Simply find the vertical three dots which symbolise settings in the top right corner of your browser, right underneath the big red X, and select ‘New Incognito Window’. Or an easier way is the Ctrl+Shift+N shortcut that is already built into google. Make sure if you want to turn private browsing off that you escape the window, this is the only way to turn public browsing back on.
Can I Manually Delete My History?
Yes. Through the keyboard shortcut Ctrl+H, or by selecting the settings option indicated by three vertical dots, you can access your history. In your history you can manually and individually select which websites you have visited that you don’t want to come up on your search history.
It is of course still possible to access your full history through other means, but in the most simple way this will help you erase your history and cookie preferences on a specific site.
Who Can See Your History?
Well, your history only applies to your specific device. Although if you have multiple devices synced to one google account you can actually see your history on that device too.
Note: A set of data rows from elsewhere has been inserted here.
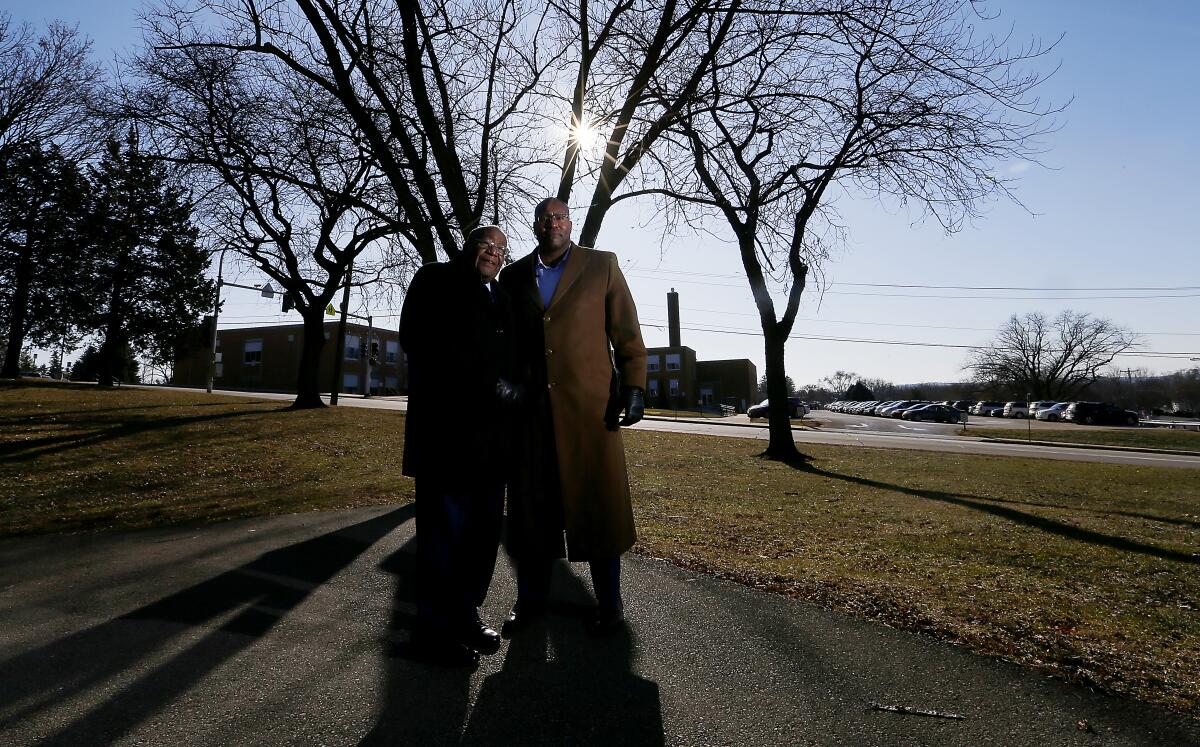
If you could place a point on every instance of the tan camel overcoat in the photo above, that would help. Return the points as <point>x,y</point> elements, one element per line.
<point>571,354</point>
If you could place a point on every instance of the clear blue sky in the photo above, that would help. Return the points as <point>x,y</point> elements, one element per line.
<point>1119,209</point>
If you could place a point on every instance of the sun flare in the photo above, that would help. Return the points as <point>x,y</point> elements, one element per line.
<point>588,137</point>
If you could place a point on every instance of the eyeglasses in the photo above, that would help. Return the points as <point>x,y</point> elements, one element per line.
<point>496,250</point>
<point>546,219</point>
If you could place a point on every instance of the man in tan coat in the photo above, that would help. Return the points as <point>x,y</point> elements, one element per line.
<point>582,362</point>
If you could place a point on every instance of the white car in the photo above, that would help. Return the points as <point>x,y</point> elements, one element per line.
<point>1035,407</point>
<point>1017,410</point>
<point>1053,413</point>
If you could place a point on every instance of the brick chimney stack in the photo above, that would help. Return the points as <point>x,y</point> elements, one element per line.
<point>673,317</point>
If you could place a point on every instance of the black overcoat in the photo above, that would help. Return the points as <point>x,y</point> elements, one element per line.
<point>457,338</point>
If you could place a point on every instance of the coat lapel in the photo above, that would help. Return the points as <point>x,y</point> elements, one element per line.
<point>571,273</point>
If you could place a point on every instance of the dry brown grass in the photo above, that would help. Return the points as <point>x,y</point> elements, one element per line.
<point>1087,571</point>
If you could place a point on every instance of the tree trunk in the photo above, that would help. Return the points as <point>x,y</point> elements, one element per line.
<point>781,447</point>
<point>600,203</point>
<point>307,383</point>
<point>112,350</point>
<point>19,308</point>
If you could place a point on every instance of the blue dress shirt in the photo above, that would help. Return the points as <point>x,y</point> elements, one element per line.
<point>549,276</point>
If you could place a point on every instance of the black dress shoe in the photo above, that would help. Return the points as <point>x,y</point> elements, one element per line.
<point>479,637</point>
<point>522,616</point>
<point>606,622</point>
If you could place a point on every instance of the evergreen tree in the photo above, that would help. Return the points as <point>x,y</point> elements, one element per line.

But essentially, your history will only be visible on your specific device. In terms of governing bodies, your internet history is accessible through your ISP.
Can A VPN Or Incognito Tab Bypass A Censorship Block?
No, if you, or someone else, has enabled a censorship block on your ISP then a VPN and Incognito tab will not bypass this. This is because when you search for a website your search engine requires a DNS server to find the IP address of that website. A censorship block puts a block on a specific IP address within your DNS.
In order to bypass these censorship blocks you must change your DNS server to a generic one like google.